Most often in life the rewards we receive come through great difficulty and trial, when we’re provoked into action. This, it seems to me, is the role of the prophet in our midst. It is his/her lot in life to say the things we’d rather not hear, to expose the darkness clinging to the unseen crevices of our hearts. This past Sunday I listened to a sermon that brought me to tears. Jannie Stubbs, our co-pastor, spoke about grace, comparing it to the impossible demands of the Old Testament law and oral tradition. She spoke of how we create self-righteous, legalistic dividing lines between ourselves and those we don’t approve of. The dividing lines may be between left and right, between the ugliness of someone else’s sin and our “righteousness,” or between those we disagree with and ourselves. Once we create these dividing lines we have the uncanny ability to create the highest wall we possibly can between us. It’s a wall of separation that reads “I’m good and you’re bad. I’m saved and you’re lost.” As I listened I found myself wanting to shout, “Stop! In the name of God, stop!” But, the more I listened the more the words pierced. I found myself recalling he words of the Sermon on the Mount, about the equality at the bar of God’s justice between the man who murders and the man who calls his brother a fool. I tried to find comfort in the fact that I hadn’t committed any great sins, but then the words of the Book of Common Prayer from my Episcopal roots came to mind – “We have done those things which we ought not to have done and we have left those things undone which we ought to have done and there is no health in us.” I realized that for every sin of commission I could find in someone else, I could in turn find a sin of omission in me.
What does this have to do with Jeremiah Wright? One of the things he spoke about yesterday was the possibility of reconciliation. While it might be easy to dismiss him as a hate filled fanatic, it’s not so easy to dismiss the reconciliation offered by the prophets and Jesus. While it’s true the message they brought was one seemingly laden with doom, it’s also true that they brought a message filled with hope. “Come let us reason together,” Isaiah said. Ezekiel railed against the sins of Israel, but he also saw the possibility of a valley of dry bones coming to life.
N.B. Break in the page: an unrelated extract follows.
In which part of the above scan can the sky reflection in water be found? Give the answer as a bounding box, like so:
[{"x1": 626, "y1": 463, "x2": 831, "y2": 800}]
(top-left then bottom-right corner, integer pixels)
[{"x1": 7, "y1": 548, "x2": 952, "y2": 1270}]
Joel spoke of the devastation of the canker worm, but also saw the promise of a time when God would send His people corn, wine, and oil, and a time when God would “no more make you a reproach among the heathen.”
You see, it is the role of the prophet is to provoke and be provocative, of living and speaking in the tension between judgment and reconciliation. It’s a message whose context is, if we can hear it, love and grace.
In the end, the message I think we’ve had great difficulty hearing in all the media sound bytes these days is that message of reconciliation. As I said earlier, I’m not an apologist for Jeremiah Wright, but I do think the message hidden from us in the media’s rush for ratings and profits is that reconciliation is possible. This is the message from heaven, that God was/is in Christ, reconciling the world to Himself and wants us to reconcile ourselves to one another. At a time when the dividing lines and walls have been so skillfully drawn and erected and the airwaves are crackling with hate it’s almost impossible to hear. I think it’s understandable. The business of reconciliation is difficult. If it weren’t so, there would have been no reason for Jesus to die on the cross to open the door to grace and absolution to all of us.
I believe, then, that the task before us in the wake of Jeremiah Wright is to open that door and begin the long process of reconciliation and healing in our time.